Especially in the context of embedding search, which this article is also trying to do. We need database that can efficiently store/query high-dimensional embeddings, and handle the nuance of real-world applications as well such as filtered-ANN. There is a ton of innovation in this space and it's crucial to powering the next generation architectures of just about every company out there. At this point, data-stores are becoming a bottleneck for serving embedding search and I cannot understate that advancements in this are extremely important for enabling these solutions. This is why there is an explosion of vector-databases right now.

This article is a great example of where the actual data-providers are not providing the solutions companies need right now, and there is so much room for improvement in this space.

weego•23m ago
Agreed. The only caveat to that being a global rule is: 'At scale in a particular niche, even an excellent generalist platform might not be good enough'

But then the follow on question begs: "Am I really suffering the same problems that a niche already-scaled business is suffering"
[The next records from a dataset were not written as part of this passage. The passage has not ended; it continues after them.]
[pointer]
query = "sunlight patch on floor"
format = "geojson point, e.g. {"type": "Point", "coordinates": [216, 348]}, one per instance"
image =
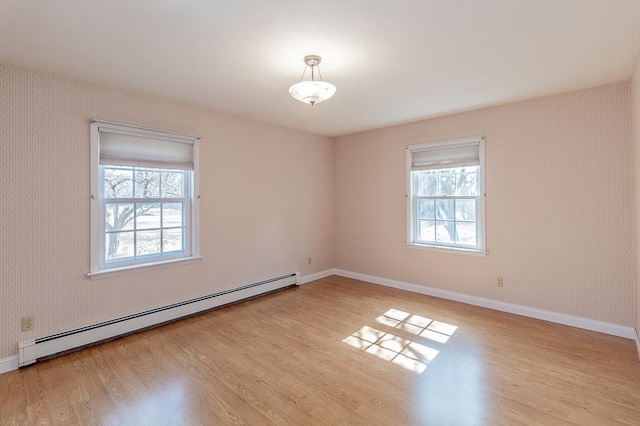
{"type": "Point", "coordinates": [405, 351]}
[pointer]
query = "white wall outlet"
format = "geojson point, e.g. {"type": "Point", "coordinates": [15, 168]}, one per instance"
{"type": "Point", "coordinates": [27, 323]}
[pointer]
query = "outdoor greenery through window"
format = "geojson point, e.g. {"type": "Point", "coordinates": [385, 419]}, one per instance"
{"type": "Point", "coordinates": [145, 211]}
{"type": "Point", "coordinates": [445, 195]}
{"type": "Point", "coordinates": [143, 208]}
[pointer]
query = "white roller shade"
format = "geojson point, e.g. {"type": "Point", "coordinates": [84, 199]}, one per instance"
{"type": "Point", "coordinates": [445, 156]}
{"type": "Point", "coordinates": [129, 146]}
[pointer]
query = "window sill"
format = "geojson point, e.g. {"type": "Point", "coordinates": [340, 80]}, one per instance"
{"type": "Point", "coordinates": [134, 269]}
{"type": "Point", "coordinates": [453, 250]}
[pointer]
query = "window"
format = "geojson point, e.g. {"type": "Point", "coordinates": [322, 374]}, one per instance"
{"type": "Point", "coordinates": [445, 195]}
{"type": "Point", "coordinates": [143, 207]}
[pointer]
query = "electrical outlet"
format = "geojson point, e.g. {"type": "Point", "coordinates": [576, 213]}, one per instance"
{"type": "Point", "coordinates": [27, 323]}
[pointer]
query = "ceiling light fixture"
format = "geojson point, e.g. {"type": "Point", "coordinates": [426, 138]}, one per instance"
{"type": "Point", "coordinates": [312, 91]}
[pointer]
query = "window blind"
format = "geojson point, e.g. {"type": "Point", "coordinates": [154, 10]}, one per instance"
{"type": "Point", "coordinates": [450, 156]}
{"type": "Point", "coordinates": [130, 146]}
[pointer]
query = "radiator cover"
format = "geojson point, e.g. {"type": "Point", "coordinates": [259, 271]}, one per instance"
{"type": "Point", "coordinates": [32, 350]}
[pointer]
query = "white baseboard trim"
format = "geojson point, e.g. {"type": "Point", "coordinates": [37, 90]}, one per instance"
{"type": "Point", "coordinates": [556, 317]}
{"type": "Point", "coordinates": [316, 276]}
{"type": "Point", "coordinates": [8, 364]}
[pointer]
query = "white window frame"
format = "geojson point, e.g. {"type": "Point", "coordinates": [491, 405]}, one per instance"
{"type": "Point", "coordinates": [99, 267]}
{"type": "Point", "coordinates": [412, 215]}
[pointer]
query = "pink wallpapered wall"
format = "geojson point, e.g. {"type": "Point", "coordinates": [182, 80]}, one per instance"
{"type": "Point", "coordinates": [558, 207]}
{"type": "Point", "coordinates": [266, 204]}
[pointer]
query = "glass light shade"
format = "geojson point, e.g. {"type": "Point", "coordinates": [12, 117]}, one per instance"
{"type": "Point", "coordinates": [312, 92]}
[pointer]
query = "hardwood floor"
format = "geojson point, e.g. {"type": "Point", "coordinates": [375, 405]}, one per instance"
{"type": "Point", "coordinates": [337, 351]}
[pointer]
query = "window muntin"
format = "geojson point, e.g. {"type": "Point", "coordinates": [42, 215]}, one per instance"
{"type": "Point", "coordinates": [445, 195]}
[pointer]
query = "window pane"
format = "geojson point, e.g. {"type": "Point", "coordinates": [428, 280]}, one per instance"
{"type": "Point", "coordinates": [118, 216]}
{"type": "Point", "coordinates": [172, 184]}
{"type": "Point", "coordinates": [426, 209]}
{"type": "Point", "coordinates": [172, 215]}
{"type": "Point", "coordinates": [172, 240]}
{"type": "Point", "coordinates": [444, 209]}
{"type": "Point", "coordinates": [118, 182]}
{"type": "Point", "coordinates": [147, 183]}
{"type": "Point", "coordinates": [118, 245]}
{"type": "Point", "coordinates": [466, 233]}
{"type": "Point", "coordinates": [447, 184]}
{"type": "Point", "coordinates": [426, 230]}
{"type": "Point", "coordinates": [147, 242]}
{"type": "Point", "coordinates": [465, 209]}
{"type": "Point", "coordinates": [148, 216]}
{"type": "Point", "coordinates": [426, 183]}
{"type": "Point", "coordinates": [445, 232]}
{"type": "Point", "coordinates": [467, 184]}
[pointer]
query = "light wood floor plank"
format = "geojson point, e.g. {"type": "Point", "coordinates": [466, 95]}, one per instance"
{"type": "Point", "coordinates": [283, 359]}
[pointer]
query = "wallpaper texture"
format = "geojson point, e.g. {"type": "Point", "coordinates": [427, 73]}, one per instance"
{"type": "Point", "coordinates": [558, 205]}
{"type": "Point", "coordinates": [635, 119]}
{"type": "Point", "coordinates": [266, 204]}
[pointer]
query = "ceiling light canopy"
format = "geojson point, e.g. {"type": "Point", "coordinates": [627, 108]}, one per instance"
{"type": "Point", "coordinates": [312, 91]}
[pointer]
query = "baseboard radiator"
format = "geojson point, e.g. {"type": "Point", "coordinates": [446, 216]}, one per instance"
{"type": "Point", "coordinates": [33, 350]}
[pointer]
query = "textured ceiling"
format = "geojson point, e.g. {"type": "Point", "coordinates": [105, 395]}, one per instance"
{"type": "Point", "coordinates": [392, 62]}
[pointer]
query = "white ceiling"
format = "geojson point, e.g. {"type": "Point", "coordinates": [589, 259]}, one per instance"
{"type": "Point", "coordinates": [392, 61]}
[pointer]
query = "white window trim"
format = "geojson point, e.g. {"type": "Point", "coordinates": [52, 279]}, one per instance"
{"type": "Point", "coordinates": [97, 220]}
{"type": "Point", "coordinates": [480, 212]}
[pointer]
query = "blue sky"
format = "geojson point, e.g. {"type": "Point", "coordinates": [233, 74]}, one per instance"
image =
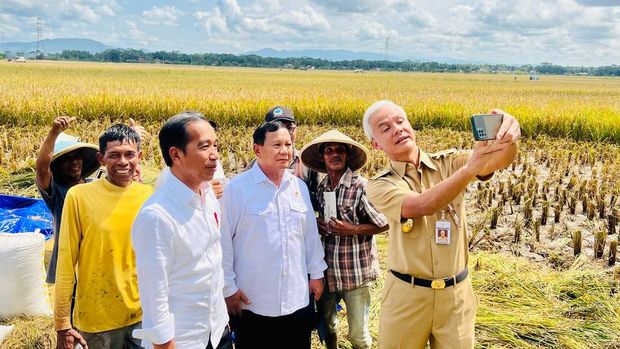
{"type": "Point", "coordinates": [573, 32]}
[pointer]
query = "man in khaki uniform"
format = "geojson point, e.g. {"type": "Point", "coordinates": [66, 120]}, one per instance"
{"type": "Point", "coordinates": [427, 295]}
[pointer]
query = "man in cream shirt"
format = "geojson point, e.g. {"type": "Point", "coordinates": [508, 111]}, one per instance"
{"type": "Point", "coordinates": [273, 258]}
{"type": "Point", "coordinates": [177, 243]}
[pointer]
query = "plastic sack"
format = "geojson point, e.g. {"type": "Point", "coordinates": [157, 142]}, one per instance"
{"type": "Point", "coordinates": [22, 276]}
{"type": "Point", "coordinates": [5, 331]}
{"type": "Point", "coordinates": [19, 214]}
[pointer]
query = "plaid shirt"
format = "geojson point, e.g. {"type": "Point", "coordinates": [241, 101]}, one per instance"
{"type": "Point", "coordinates": [351, 260]}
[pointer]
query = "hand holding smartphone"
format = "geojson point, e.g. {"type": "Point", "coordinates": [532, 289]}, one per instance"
{"type": "Point", "coordinates": [486, 126]}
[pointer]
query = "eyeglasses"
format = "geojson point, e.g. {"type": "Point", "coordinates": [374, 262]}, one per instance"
{"type": "Point", "coordinates": [335, 150]}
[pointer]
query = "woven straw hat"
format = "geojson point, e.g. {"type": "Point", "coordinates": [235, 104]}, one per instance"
{"type": "Point", "coordinates": [312, 157]}
{"type": "Point", "coordinates": [66, 144]}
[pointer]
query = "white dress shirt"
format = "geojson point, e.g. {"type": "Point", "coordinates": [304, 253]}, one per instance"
{"type": "Point", "coordinates": [179, 264]}
{"type": "Point", "coordinates": [270, 242]}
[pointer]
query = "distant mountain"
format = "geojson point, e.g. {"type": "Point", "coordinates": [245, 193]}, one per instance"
{"type": "Point", "coordinates": [54, 46]}
{"type": "Point", "coordinates": [330, 55]}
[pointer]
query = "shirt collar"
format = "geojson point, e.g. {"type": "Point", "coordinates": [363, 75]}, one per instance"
{"type": "Point", "coordinates": [400, 167]}
{"type": "Point", "coordinates": [183, 192]}
{"type": "Point", "coordinates": [345, 179]}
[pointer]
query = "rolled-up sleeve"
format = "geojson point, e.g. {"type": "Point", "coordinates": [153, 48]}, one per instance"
{"type": "Point", "coordinates": [152, 239]}
{"type": "Point", "coordinates": [227, 229]}
{"type": "Point", "coordinates": [315, 256]}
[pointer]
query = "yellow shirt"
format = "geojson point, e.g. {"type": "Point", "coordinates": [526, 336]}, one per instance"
{"type": "Point", "coordinates": [416, 253]}
{"type": "Point", "coordinates": [95, 246]}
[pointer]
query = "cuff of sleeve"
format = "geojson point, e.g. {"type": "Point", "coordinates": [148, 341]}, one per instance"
{"type": "Point", "coordinates": [230, 290]}
{"type": "Point", "coordinates": [316, 276]}
{"type": "Point", "coordinates": [159, 334]}
{"type": "Point", "coordinates": [485, 178]}
{"type": "Point", "coordinates": [63, 323]}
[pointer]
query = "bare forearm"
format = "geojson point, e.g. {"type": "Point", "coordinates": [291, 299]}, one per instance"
{"type": "Point", "coordinates": [44, 159]}
{"type": "Point", "coordinates": [501, 160]}
{"type": "Point", "coordinates": [368, 229]}
{"type": "Point", "coordinates": [439, 196]}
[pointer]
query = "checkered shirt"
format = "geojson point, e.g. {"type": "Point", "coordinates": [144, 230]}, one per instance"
{"type": "Point", "coordinates": [351, 260]}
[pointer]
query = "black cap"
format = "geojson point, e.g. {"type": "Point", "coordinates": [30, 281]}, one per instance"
{"type": "Point", "coordinates": [280, 113]}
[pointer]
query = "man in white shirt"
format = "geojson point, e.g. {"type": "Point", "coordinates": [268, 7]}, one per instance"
{"type": "Point", "coordinates": [177, 243]}
{"type": "Point", "coordinates": [273, 257]}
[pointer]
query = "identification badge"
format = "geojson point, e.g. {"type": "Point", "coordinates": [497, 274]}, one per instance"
{"type": "Point", "coordinates": [442, 232]}
{"type": "Point", "coordinates": [407, 225]}
{"type": "Point", "coordinates": [329, 210]}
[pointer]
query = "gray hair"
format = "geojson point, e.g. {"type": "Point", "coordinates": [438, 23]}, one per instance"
{"type": "Point", "coordinates": [375, 107]}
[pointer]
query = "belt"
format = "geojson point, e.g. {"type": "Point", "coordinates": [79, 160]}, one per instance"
{"type": "Point", "coordinates": [436, 284]}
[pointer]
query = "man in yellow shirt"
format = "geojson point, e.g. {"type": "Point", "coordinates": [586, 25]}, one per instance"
{"type": "Point", "coordinates": [95, 250]}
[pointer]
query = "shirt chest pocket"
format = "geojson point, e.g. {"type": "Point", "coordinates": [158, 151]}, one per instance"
{"type": "Point", "coordinates": [261, 216]}
{"type": "Point", "coordinates": [346, 213]}
{"type": "Point", "coordinates": [297, 216]}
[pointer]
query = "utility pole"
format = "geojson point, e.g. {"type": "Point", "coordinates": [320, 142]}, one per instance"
{"type": "Point", "coordinates": [39, 38]}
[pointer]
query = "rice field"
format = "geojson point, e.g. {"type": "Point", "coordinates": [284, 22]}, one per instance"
{"type": "Point", "coordinates": [577, 107]}
{"type": "Point", "coordinates": [543, 234]}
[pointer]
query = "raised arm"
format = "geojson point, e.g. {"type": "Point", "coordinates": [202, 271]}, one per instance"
{"type": "Point", "coordinates": [44, 159]}
{"type": "Point", "coordinates": [439, 196]}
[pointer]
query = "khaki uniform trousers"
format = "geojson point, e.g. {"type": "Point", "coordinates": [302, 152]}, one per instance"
{"type": "Point", "coordinates": [412, 315]}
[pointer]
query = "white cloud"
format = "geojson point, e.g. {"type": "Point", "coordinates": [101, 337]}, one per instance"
{"type": "Point", "coordinates": [137, 36]}
{"type": "Point", "coordinates": [165, 15]}
{"type": "Point", "coordinates": [375, 31]}
{"type": "Point", "coordinates": [228, 15]}
{"type": "Point", "coordinates": [212, 21]}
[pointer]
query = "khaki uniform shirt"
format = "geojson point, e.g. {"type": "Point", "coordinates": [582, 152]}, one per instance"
{"type": "Point", "coordinates": [416, 253]}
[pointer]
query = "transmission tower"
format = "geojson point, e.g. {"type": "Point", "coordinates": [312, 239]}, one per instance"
{"type": "Point", "coordinates": [39, 38]}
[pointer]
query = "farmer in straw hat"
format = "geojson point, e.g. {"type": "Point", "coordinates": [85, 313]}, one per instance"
{"type": "Point", "coordinates": [347, 236]}
{"type": "Point", "coordinates": [427, 296]}
{"type": "Point", "coordinates": [63, 162]}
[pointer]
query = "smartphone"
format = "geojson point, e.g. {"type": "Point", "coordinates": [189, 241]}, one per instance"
{"type": "Point", "coordinates": [486, 126]}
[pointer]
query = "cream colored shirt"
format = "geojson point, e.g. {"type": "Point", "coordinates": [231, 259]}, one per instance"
{"type": "Point", "coordinates": [416, 253]}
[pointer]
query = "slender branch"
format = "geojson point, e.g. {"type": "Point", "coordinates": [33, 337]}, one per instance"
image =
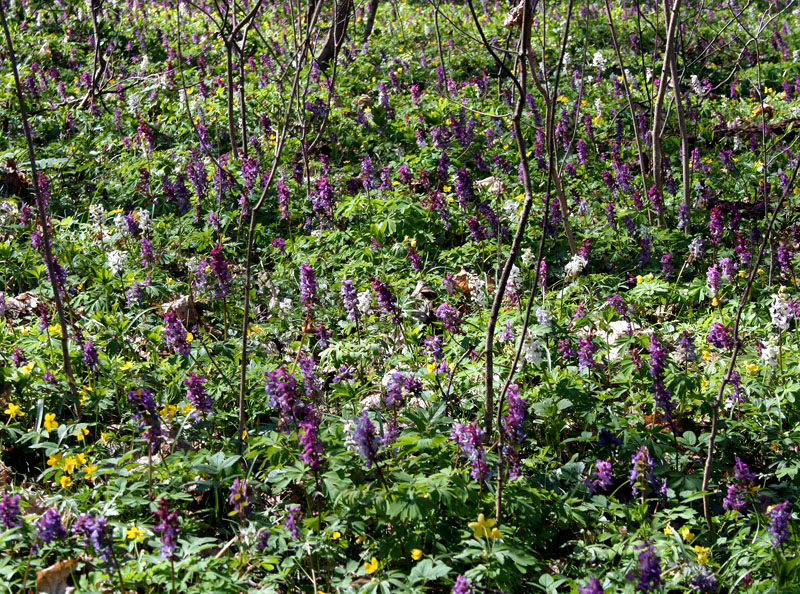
{"type": "Point", "coordinates": [41, 206]}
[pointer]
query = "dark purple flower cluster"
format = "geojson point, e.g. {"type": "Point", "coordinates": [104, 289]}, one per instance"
{"type": "Point", "coordinates": [703, 581]}
{"type": "Point", "coordinates": [462, 586]}
{"type": "Point", "coordinates": [469, 438]}
{"type": "Point", "coordinates": [310, 442]}
{"type": "Point", "coordinates": [281, 388]}
{"type": "Point", "coordinates": [641, 474]}
{"type": "Point", "coordinates": [649, 573]}
{"type": "Point", "coordinates": [308, 285]}
{"type": "Point", "coordinates": [90, 356]}
{"type": "Point", "coordinates": [218, 267]}
{"type": "Point", "coordinates": [147, 416]}
{"type": "Point", "coordinates": [448, 315]}
{"type": "Point", "coordinates": [93, 530]}
{"type": "Point", "coordinates": [196, 394]}
{"type": "Point", "coordinates": [350, 300]}
{"type": "Point", "coordinates": [283, 198]}
{"type": "Point", "coordinates": [9, 511]}
{"type": "Point", "coordinates": [293, 517]}
{"type": "Point", "coordinates": [386, 299]}
{"type": "Point", "coordinates": [592, 586]}
{"type": "Point", "coordinates": [658, 365]}
{"type": "Point", "coordinates": [686, 349]}
{"type": "Point", "coordinates": [601, 477]}
{"type": "Point", "coordinates": [175, 333]}
{"type": "Point", "coordinates": [586, 350]}
{"type": "Point", "coordinates": [367, 442]}
{"type": "Point", "coordinates": [720, 336]}
{"type": "Point", "coordinates": [239, 499]}
{"type": "Point", "coordinates": [50, 527]}
{"type": "Point", "coordinates": [744, 483]}
{"type": "Point", "coordinates": [168, 528]}
{"type": "Point", "coordinates": [779, 517]}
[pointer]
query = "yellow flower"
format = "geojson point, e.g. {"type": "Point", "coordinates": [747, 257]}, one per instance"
{"type": "Point", "coordinates": [70, 464]}
{"type": "Point", "coordinates": [482, 527]}
{"type": "Point", "coordinates": [686, 533]}
{"type": "Point", "coordinates": [14, 411]}
{"type": "Point", "coordinates": [371, 566]}
{"type": "Point", "coordinates": [134, 533]}
{"type": "Point", "coordinates": [50, 422]}
{"type": "Point", "coordinates": [702, 554]}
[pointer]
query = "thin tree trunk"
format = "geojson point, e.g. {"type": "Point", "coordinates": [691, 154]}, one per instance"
{"type": "Point", "coordinates": [686, 175]}
{"type": "Point", "coordinates": [658, 177]}
{"type": "Point", "coordinates": [41, 206]}
{"type": "Point", "coordinates": [373, 9]}
{"type": "Point", "coordinates": [336, 34]}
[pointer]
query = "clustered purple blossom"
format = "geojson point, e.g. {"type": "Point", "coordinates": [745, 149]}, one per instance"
{"type": "Point", "coordinates": [175, 333]}
{"type": "Point", "coordinates": [367, 441]}
{"type": "Point", "coordinates": [449, 317]}
{"type": "Point", "coordinates": [308, 285]}
{"type": "Point", "coordinates": [744, 483]}
{"type": "Point", "coordinates": [293, 517]}
{"type": "Point", "coordinates": [469, 438]}
{"type": "Point", "coordinates": [350, 300]}
{"type": "Point", "coordinates": [218, 266]}
{"type": "Point", "coordinates": [703, 581]}
{"type": "Point", "coordinates": [586, 350]}
{"type": "Point", "coordinates": [649, 573]}
{"type": "Point", "coordinates": [90, 356]}
{"type": "Point", "coordinates": [658, 364]}
{"type": "Point", "coordinates": [591, 586]}
{"type": "Point", "coordinates": [308, 434]}
{"type": "Point", "coordinates": [93, 530]}
{"type": "Point", "coordinates": [168, 528]}
{"type": "Point", "coordinates": [281, 388]}
{"type": "Point", "coordinates": [686, 349]}
{"type": "Point", "coordinates": [196, 394]}
{"type": "Point", "coordinates": [238, 499]}
{"type": "Point", "coordinates": [641, 475]}
{"type": "Point", "coordinates": [386, 299]}
{"type": "Point", "coordinates": [720, 336]}
{"type": "Point", "coordinates": [601, 477]}
{"type": "Point", "coordinates": [146, 415]}
{"type": "Point", "coordinates": [779, 518]}
{"type": "Point", "coordinates": [9, 511]}
{"type": "Point", "coordinates": [513, 426]}
{"type": "Point", "coordinates": [50, 527]}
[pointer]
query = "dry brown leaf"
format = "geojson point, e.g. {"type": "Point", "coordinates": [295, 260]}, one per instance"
{"type": "Point", "coordinates": [53, 580]}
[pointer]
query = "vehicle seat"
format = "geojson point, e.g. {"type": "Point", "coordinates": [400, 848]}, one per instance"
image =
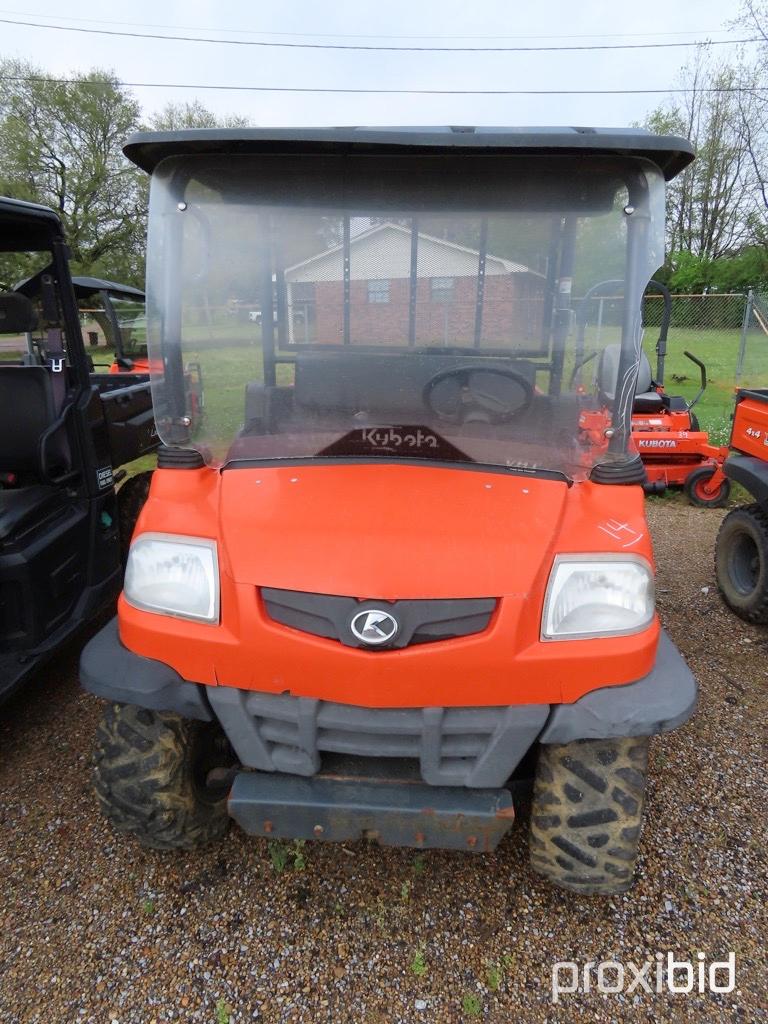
{"type": "Point", "coordinates": [379, 383]}
{"type": "Point", "coordinates": [646, 399]}
{"type": "Point", "coordinates": [27, 410]}
{"type": "Point", "coordinates": [22, 507]}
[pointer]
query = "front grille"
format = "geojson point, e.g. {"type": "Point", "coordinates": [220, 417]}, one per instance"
{"type": "Point", "coordinates": [419, 622]}
{"type": "Point", "coordinates": [472, 747]}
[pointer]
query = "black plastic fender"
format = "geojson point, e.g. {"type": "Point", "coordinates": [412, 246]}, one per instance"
{"type": "Point", "coordinates": [752, 473]}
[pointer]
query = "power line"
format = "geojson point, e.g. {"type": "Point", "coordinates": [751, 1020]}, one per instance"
{"type": "Point", "coordinates": [422, 92]}
{"type": "Point", "coordinates": [359, 35]}
{"type": "Point", "coordinates": [379, 47]}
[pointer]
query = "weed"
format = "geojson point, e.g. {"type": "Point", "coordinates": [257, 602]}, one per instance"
{"type": "Point", "coordinates": [419, 964]}
{"type": "Point", "coordinates": [278, 855]}
{"type": "Point", "coordinates": [494, 976]}
{"type": "Point", "coordinates": [471, 1005]}
{"type": "Point", "coordinates": [299, 861]}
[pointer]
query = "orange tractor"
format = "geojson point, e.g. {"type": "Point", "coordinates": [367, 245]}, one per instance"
{"type": "Point", "coordinates": [741, 549]}
{"type": "Point", "coordinates": [676, 453]}
{"type": "Point", "coordinates": [390, 577]}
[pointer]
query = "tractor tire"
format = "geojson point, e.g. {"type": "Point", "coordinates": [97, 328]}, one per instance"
{"type": "Point", "coordinates": [151, 777]}
{"type": "Point", "coordinates": [587, 813]}
{"type": "Point", "coordinates": [131, 498]}
{"type": "Point", "coordinates": [694, 489]}
{"type": "Point", "coordinates": [741, 562]}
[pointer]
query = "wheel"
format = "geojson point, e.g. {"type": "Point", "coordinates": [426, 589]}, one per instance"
{"type": "Point", "coordinates": [161, 777]}
{"type": "Point", "coordinates": [587, 813]}
{"type": "Point", "coordinates": [696, 494]}
{"type": "Point", "coordinates": [131, 498]}
{"type": "Point", "coordinates": [741, 562]}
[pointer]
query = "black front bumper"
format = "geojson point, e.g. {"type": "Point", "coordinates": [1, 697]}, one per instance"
{"type": "Point", "coordinates": [477, 748]}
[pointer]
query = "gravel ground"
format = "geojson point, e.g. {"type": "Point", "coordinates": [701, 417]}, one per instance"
{"type": "Point", "coordinates": [93, 929]}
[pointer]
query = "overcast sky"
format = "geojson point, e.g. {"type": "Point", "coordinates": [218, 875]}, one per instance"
{"type": "Point", "coordinates": [423, 22]}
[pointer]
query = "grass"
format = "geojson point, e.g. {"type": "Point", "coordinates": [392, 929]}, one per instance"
{"type": "Point", "coordinates": [472, 1005]}
{"type": "Point", "coordinates": [719, 351]}
{"type": "Point", "coordinates": [419, 963]}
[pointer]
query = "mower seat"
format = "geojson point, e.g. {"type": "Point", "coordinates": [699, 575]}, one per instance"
{"type": "Point", "coordinates": [648, 401]}
{"type": "Point", "coordinates": [645, 400]}
{"type": "Point", "coordinates": [22, 507]}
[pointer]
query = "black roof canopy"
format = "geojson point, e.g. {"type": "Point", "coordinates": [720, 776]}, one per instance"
{"type": "Point", "coordinates": [27, 226]}
{"type": "Point", "coordinates": [669, 153]}
{"type": "Point", "coordinates": [85, 287]}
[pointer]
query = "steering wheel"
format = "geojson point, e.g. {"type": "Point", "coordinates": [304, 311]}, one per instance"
{"type": "Point", "coordinates": [489, 394]}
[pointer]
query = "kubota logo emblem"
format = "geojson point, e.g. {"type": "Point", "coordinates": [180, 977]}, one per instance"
{"type": "Point", "coordinates": [374, 627]}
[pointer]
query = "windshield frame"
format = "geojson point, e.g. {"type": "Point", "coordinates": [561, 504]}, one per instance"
{"type": "Point", "coordinates": [636, 173]}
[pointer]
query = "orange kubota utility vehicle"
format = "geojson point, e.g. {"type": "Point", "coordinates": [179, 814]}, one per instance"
{"type": "Point", "coordinates": [389, 574]}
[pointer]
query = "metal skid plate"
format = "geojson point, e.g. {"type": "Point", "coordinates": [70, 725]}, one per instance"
{"type": "Point", "coordinates": [390, 811]}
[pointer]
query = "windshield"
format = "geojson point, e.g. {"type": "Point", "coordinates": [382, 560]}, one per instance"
{"type": "Point", "coordinates": [416, 307]}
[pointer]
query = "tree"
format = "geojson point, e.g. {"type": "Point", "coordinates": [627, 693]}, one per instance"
{"type": "Point", "coordinates": [174, 117]}
{"type": "Point", "coordinates": [754, 110]}
{"type": "Point", "coordinates": [60, 144]}
{"type": "Point", "coordinates": [710, 206]}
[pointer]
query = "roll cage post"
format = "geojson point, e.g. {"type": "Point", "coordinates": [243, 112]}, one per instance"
{"type": "Point", "coordinates": [562, 304]}
{"type": "Point", "coordinates": [638, 219]}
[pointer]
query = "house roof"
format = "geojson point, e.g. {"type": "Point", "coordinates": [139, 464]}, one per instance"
{"type": "Point", "coordinates": [386, 254]}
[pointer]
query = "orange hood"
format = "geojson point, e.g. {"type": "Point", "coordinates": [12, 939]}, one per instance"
{"type": "Point", "coordinates": [388, 531]}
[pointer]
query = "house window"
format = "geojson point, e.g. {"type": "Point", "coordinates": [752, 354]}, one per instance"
{"type": "Point", "coordinates": [378, 291]}
{"type": "Point", "coordinates": [442, 289]}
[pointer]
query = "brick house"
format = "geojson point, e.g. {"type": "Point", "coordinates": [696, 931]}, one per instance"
{"type": "Point", "coordinates": [380, 291]}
A question that is relevant to all decision making. I'm looking at you, people who use the entire react ecosystem to deploy a blog page.

jothirams•1h ago
Is horizondb publicly available for us to try as well..
trimbo•1h ago
This article is lacking detail. For example, how is the data sharded, how much time between indexing and serving, and how does it handle node failure, and other distributed systems questions? How does the latency compare? Etc. etc.
reactordev•1h ago
I mean, anything could replace elasticsearch, but can it actually?

It sounds like they had the wrong architecture to start with and they built a database to handle it. Kudos. Most would have just thrown cache at it or fine tuned a readonly postgis database for the geoip lookups.

Without benchmarks it’s just bold claims we’ll have to ascertain.

brunohaid•1h ago
Bit thin on details and not looking like they’ll open source it, but if someone clicked the post because they’re looking for their “replace ES” thing:

Both https://typesense.org/ and https://duckdb.org/ (with their spatial plugin) are excellent geo performance wise, the latter now seems really production ready, especially when the data doesn’t change that often. Both fully open source including clustered/sharded setups.

No affiliation at all, just really happy camper.

jjordan•36m ago
Typesense is an absolute beast, and it has a pretty great dev experience to boot.
sureglymop•30m ago
These are great. I am eternally grateful that projects like this are open source, I do however find it hard to integrate them into your own projects.

A while ago I tried to create something that has duckdb + its spatial and SQLite extensions statically linked and compiled in. I realized I was a bit in over my head when my build failed because both of them required SQLite symbols but from different versions.

j_kao•22m ago
These are great projects, we use DuckDB to inspect our data lake and for quick munging.

We will have some more blog posts in the future describing different parts of the system in more detail. We were worried too much density in a single post would make it hard to read.

kosolam•52m ago
Side note 1: ES can also be embedded in your app (on the JVM). Note 2: I actually used RocksDB to solve many use cases and it’s quite powerful and very performant. If anything from this post take this, it’s open source and a very solid building block. Note 3: I would like to test drive quickwit as an ES replacement. Haven’t got the time yet.
mexxixan•17m ago
Would love to know how they scaled it. Also, what happens when you lose the machine and the local db? I imagine there are backups but they should have mentioned it. Even with backups how do you ensure zero data loss.